At the outset, scientists and engineers used macroscale materials, such as glass bead and different membranes, as the supporting materials to immobilize enzymes. These materials are convenient to obtain and easy to functionalize. Uncountable of immobilized enzymes have been made, which accelerated the process of biocatalyst application. Transparent porous silicate glass helped to encapsulate copper-zinc superoxide dismutase (CuZnSOD) and the conjugate has the similar properties as the free enzyme [121]. β-glucosidase was also immobilized on calcium alginate-silicate bead and demonstrated excellent operational stability of the sol-gel immobilization system [122]. However, due to relative low surface/volume ratio and mobility in reaction mixture, enzyme immobilization on macroscale material usually causes low loading capacity and enzyme functions have been confined.
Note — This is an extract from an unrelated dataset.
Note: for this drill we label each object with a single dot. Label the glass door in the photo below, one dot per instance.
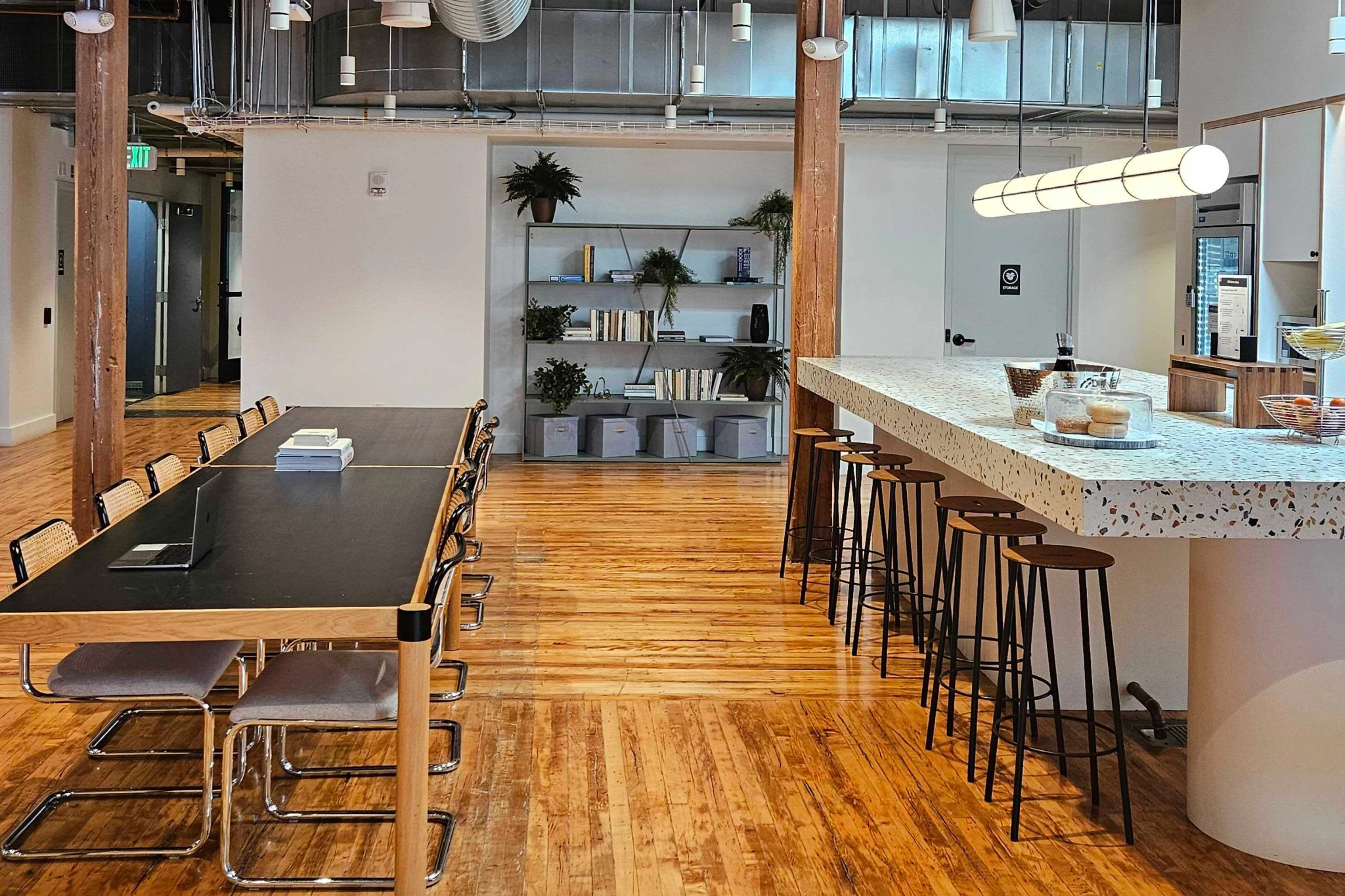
(1219, 250)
2.5.2 Nanoscale Supporting Materials

Bionanotechnology involves the combination of the physics, chemistry and biology together in the research and application. With the development of physics and chemistry, new nanomaterials were synthesized, characterized and functionalized, which could be applied in fabrication of different kinds of devices in electronics [123-124] and biomedical diagnosis [125-126]. Because nanoscale materials have significantly different properties from the macroscales due to their dimensions, biomolecules including nucleic acids, peptides, and proteins may tailor their structures and functions, and even gain the novel characteristics when shared with nanotechnology [127-129]. Novel hybrids, therefore, can also be generated combining nanotechnology and biotechnology with new physicochemical properties and better biocompatibility to solve the problems in industry.
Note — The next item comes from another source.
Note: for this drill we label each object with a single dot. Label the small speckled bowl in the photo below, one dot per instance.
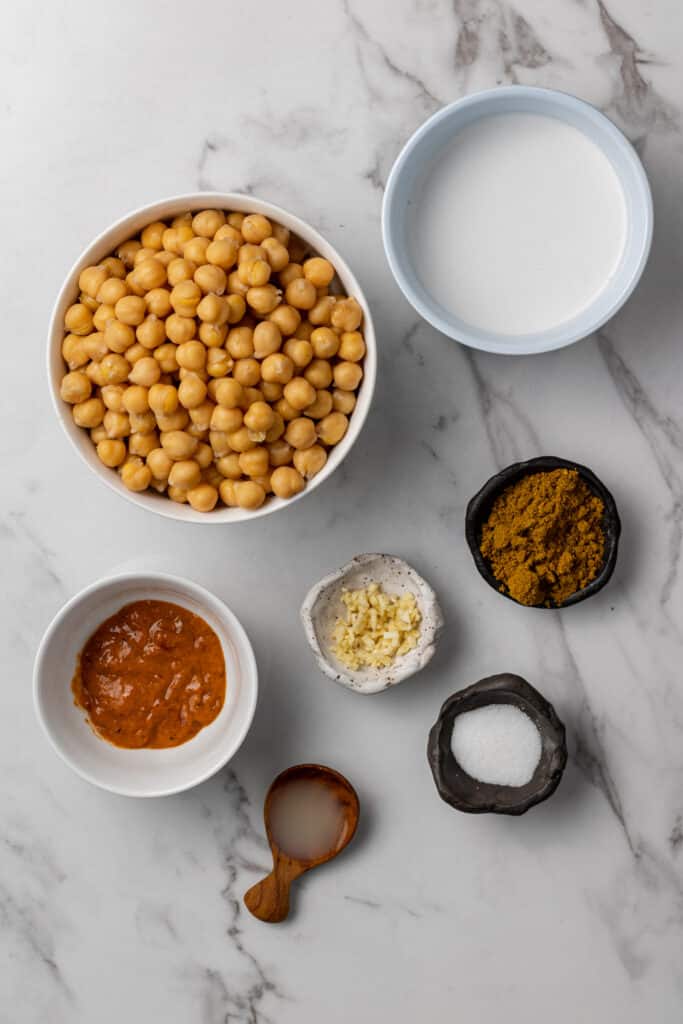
(469, 795)
(480, 506)
(323, 606)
Nanomaterials (carbon nanotubes [130-132], nanoparticles [11, 108, 115], fullerenes [133], nanofibers [16, 134-135], and mesoporous/nanoporous materials [3, 136-137]) used as solid support could provide the platform for enzymes to show and improve their functions [27]. The advantage of using nanoscale materials as support is that nanomaterials could provide upper limits on enzyme-efficiency-determining factors such as high surface area/volume ratios and enzyme loading capacity [1-2, 23, 138]. Moreover, nanomaterials expand the field of enzyme application from bioengineering to chemical and even electronic engineering, and let the enzyme function in some special conditions. Various types of enzymes have been used to make enzyme-nanomaterial conjugate. α-Chymotrypsin (α-CT) [139], alkaline phosphatase (AP) [140-141], glucose oxidase (GOx) [142-144] and horseradish peroxidase (HRP) [94], for instance, have been immobilized on different nanoparticles as the biocatalyst or biosensor. With the progress of bionanotechnology, more and more enzyme-nanomaterial conjugates have been made, which are applied in biosensor [28, 145], drug delivery [146-147], cell therapeutics [125, 148], and biocatalysis [2, 149].

2.6 Scope of This Thesis

My thesis will focus on obtaining immobilized oxidoreductases with high activity retention and stability improvement. As discussed in section 2.3, besides enzyme itself, two different factors can possibly lead to this goal: (1) selection of suitable enzyme immobilization methods and (2) choice of nanomaterials as the supporting materials. This thesis fulfills two requirements based on the following considerations: (1) The immobilization method should be efficient and specific to have high loading capacity and avoid unpredictable enzyme configuration changes. Furthermore, the specific immobilization could also avoid the costly enzyme purification step. (2) The series of nanomaterials used in the study should be easily functionalized and separated. Moreover, nanomaterials should have certain similarities as well as differences, which help to investigate the relationship between the performances of immobilized enzymes and properties of different supporting materials. (3) The immobilization system should be verified by different enzymes to demonstrate the robustness of the method. In addition, this thesis also includes the application of these novel nanoscale biocatalysts via building cofactor regeneration system to improve pharmaceutical intermediate productivity.